I couldn't see any sign of them actually being in the water, but I could have just missed them because they are so tiny
all the fish seem fine, I had one guppy die about a week ago, but I dont believe it was sick 

Does anybody know what these are, and how I can get rid of them?

Tank info:
25 gallons, has platys, guppies, neon tetras, cories, ottos and a plecostamus
the tank has been running and established for about 6 months
temperature is at 75 degrees
Im not sure what else you guys need to know..
thanks in advance for any help you can give me!


----------



## Kurtfr0 (Nov 2, 2008)

Only thing I COULD think of is, you brought it from the wild, Like those little spiders in pools that stand on the water.

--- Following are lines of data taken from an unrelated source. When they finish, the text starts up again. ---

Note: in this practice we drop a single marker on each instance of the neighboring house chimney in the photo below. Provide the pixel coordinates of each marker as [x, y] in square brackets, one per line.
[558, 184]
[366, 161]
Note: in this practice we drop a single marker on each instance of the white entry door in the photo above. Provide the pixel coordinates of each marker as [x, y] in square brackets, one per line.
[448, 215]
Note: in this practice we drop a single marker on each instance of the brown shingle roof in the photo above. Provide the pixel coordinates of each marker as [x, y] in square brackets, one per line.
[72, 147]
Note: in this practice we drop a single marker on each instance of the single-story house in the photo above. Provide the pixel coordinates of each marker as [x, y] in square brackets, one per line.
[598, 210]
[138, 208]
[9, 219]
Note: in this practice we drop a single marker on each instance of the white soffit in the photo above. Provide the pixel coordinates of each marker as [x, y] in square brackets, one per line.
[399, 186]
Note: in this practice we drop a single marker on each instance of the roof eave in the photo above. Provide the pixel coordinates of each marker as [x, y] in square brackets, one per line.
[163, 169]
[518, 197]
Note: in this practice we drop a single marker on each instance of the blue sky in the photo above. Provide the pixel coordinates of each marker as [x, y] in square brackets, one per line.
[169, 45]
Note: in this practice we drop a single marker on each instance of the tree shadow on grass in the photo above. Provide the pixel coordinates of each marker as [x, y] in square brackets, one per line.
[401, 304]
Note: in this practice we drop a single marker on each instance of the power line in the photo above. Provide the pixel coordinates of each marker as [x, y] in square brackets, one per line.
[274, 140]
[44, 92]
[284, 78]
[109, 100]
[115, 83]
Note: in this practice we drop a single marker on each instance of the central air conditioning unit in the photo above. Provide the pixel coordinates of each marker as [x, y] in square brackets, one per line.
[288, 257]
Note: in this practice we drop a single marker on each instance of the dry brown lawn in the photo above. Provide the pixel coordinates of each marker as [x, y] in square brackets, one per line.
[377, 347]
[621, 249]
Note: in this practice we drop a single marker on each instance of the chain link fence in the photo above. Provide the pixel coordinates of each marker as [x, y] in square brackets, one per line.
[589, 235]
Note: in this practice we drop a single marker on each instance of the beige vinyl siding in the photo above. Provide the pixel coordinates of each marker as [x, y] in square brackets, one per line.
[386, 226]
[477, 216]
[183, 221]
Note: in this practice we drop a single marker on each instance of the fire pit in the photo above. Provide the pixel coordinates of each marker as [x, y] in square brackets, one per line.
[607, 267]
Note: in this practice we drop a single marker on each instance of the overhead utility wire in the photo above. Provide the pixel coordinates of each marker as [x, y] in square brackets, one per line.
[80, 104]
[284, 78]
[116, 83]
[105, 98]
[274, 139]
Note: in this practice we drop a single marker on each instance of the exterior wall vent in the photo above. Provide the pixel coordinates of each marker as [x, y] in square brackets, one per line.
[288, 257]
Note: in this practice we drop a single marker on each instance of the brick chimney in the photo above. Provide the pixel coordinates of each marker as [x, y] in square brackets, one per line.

EDIT: Or maybe one of your fishes is from the wild and it brought something? or was with wild fish.


----------



## COM (Mar 15, 2008)

Could they possibly be platy fry? What color are your platys?


----------



## cityofdaggers (Nov 3, 2008)

it's definitely not platy fry (I have had fry a couple times before and there's absolutley no way)
these little bugs are only on the surface of the water, hopping around..


----------



## TheOldSalt (Jan 28, 2005)

They're probably Collembolans. Springtails. Harmless, if irksome. Scoop them out manually.


----------



## redpaulhus (Jan 18, 2005)

Springtails were my thought as well.


----------



## cityofdaggers (Nov 3, 2008)

Alright, I looked them up, and it looks like they are springtails
thanks so much guys!


----------



## aquatico (Mar 5, 2009)

Glad it was harmless. I would have been freaked lol XP


----------